Water 4.0: The Past, Present, and Future of the World's Most Vital Resource
David L. Sedlak
288 pages, Yale University Press, 2014
If water supply is “the essential ingredient of civilization,” as David Sedlak contends in his book Water 4.0, why do most of us know so very little about how the water in our cities is retrieved, cleaned, distributed, and disposed of? Why do we know even less about the history behind the hard-won social and technological advancements that resulted in the water distribution systems that we rely on today?
Sedlak aims to remedy that gap in knowledge by recounting nearly 3,000 years of progress in water technology. He walks readers through each pivotal stage in the evolution of water infrastructure—from the achievement of effective water distribution on a citywide scale during the Roman era (Water 1.0) to the advancements in water treatment that enabled the delivery of safe drinking water in the fast-growing cities of the 19th century (Water 2.0) to the developments in sewage treatment that emerged during the 20th century to protect the larger water ecosystem (Water 3.0).
These evolutionary leaps represent social innovation at its very best. They exemplify how people and governments, working through an iterative process, can create vast systems that improve every aspect of life. Throughout Water 4.0, Sedlak pays homage to those he calls “unsung heroes”—to the scientists, engineers, public health experts, environmental activists, lawmakers, politicians, and city planners who have made our cities both livable and prosperous by reducing the epidemiological hazards associated with unsafe drinking water and sewage-choked waterways.
But the crux of the book lies in Sedlak’s exploration of the next stage in the evolution of water infrastructure: Water 4.0. In his estimation, the effort needed to sustain the cities of tomorrow will require an ambitious combination of innovative conservation techniques, serious improvements to centralized water systems, and experiments in adopting decentralized urban water systems—systems that exist locally, apart from the water grid as a whole.

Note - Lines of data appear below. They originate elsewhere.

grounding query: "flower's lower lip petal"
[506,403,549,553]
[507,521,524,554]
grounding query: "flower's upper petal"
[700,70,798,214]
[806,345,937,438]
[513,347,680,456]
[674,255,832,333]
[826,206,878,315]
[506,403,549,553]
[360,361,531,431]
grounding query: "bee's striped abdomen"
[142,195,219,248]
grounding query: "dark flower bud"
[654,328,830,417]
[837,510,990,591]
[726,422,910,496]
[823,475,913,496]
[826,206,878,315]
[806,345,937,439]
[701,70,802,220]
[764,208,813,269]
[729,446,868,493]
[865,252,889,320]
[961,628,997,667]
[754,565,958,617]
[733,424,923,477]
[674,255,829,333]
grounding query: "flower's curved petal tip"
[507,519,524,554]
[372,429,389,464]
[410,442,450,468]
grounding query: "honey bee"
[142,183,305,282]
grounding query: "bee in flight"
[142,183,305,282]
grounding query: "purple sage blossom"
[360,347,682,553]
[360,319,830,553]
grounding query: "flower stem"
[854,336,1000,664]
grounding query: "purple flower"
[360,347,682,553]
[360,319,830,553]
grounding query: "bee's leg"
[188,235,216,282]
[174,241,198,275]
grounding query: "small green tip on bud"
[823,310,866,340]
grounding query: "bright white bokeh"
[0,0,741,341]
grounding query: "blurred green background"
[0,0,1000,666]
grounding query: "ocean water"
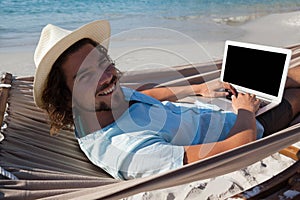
[0,0,300,50]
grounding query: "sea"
[0,0,300,51]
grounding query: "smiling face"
[62,44,124,112]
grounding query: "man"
[34,21,300,179]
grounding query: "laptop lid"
[220,40,291,102]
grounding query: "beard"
[95,102,112,112]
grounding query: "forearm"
[141,85,195,101]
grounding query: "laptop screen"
[223,45,287,96]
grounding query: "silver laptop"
[206,41,291,116]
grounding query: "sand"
[0,12,300,199]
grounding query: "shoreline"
[0,11,300,76]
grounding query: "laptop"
[206,40,292,116]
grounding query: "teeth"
[100,85,115,95]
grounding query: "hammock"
[0,45,300,199]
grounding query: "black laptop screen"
[223,45,286,96]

The target audience for this book is people in developed countries who operate and use advanced treatment systems. These systems, although they are undergoing acute stresses caused by climate change and population growth, are able to meet the functional needs of present-day consumers. For this audience, Water 4.0 presents both a terrific synthesis of how we got where we are today and a solid overview of the steps that we should take next.
How, though, do we deal with the leap to Water 4.0 in countries that are still operating with (at best) Water 2.0 distribution technologies? I began writing this review while working in Kathmandu, Nepal, a city of more than two million people with a water system that can adequately serve only about 500,000 residents. Year after year, under pressure from a rapidly increasing urban population, the city’s water supply continues to degrade significantly in quality, quantity, and reliability.

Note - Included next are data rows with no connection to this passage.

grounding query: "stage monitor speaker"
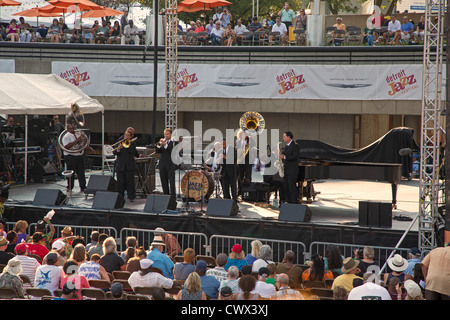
[33,188,66,206]
[359,201,392,228]
[206,198,239,217]
[278,203,312,222]
[92,191,125,210]
[84,174,117,194]
[144,194,177,213]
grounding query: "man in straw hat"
[331,257,362,292]
[147,235,175,279]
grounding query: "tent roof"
[0,73,104,115]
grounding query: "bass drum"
[181,170,215,201]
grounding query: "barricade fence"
[0,222,410,272]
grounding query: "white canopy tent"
[0,73,105,184]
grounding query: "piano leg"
[391,183,398,209]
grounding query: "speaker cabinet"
[33,189,66,206]
[278,203,312,222]
[359,201,392,228]
[92,191,125,210]
[84,174,117,195]
[144,194,177,213]
[206,198,239,217]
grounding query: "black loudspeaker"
[359,201,392,228]
[278,203,312,222]
[84,174,117,194]
[33,189,66,206]
[206,198,239,217]
[92,191,125,210]
[144,194,177,213]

Sedlak pays little attention to such communities in Water 4.0. Yet, as he points out, every advance between stages (from Water 1.0 to Water 2.0, and so on) has been the by-product of a profound crisis. “Quite often,” he writes, “the solution is developed on the front lines of battle—[in] the cities facing the toughest problems—and from there the solutions spread to the rest of the world.” The deepest forms of water-related crisis that most developed countries will face in the near term (tax hikes, higher utility bills) likely won’t be enough to incite the kind of action that Sedlak envisions. Instead, the next cycle of innovation may well originate in the developing countries that he overlooks.
The cities of tomorrow must have the resources to fund, operate, expand, maintain, and, when necessary, reinvent their water systems to meet the increasing demands of a growing number of customers. The strain that those customers will place on already taxed water utilities, let alone the nascent water systems in developing countries, should be of paramount concern to everyone.
Sedlak, a practicing engineer as well as a professor of civil and environmental engineering at the University of California, Berkeley, is well suited to lay out the history of water utility development. Yet the conflicting impulses of the professor, the engineer, and the environmentalist within Sedlak have led him to write a book that’s often uneven in tone. At times, the book flows easily, like a detective novel. At other times, it reads like a polemic by an aggrieved activist. And occasionally it drifts into hyper-technical, jargon-filled analysis. (I doubt that most readers will need to know the details of the “Streeter-Phelps dissolved oxygen sag curve.”) The variability in tone may cause readers to stumble as they make their way through the book, or even to abandon the book altogether. But they should stick with it.
Water, as Sedlak suggests, is the element that holds a city together and allows it to grow. Although the road signs that will lead us toward Water 4.0 may be hard to read now, Water 4.0 provides a useful map of where we have been—and of where we need to go.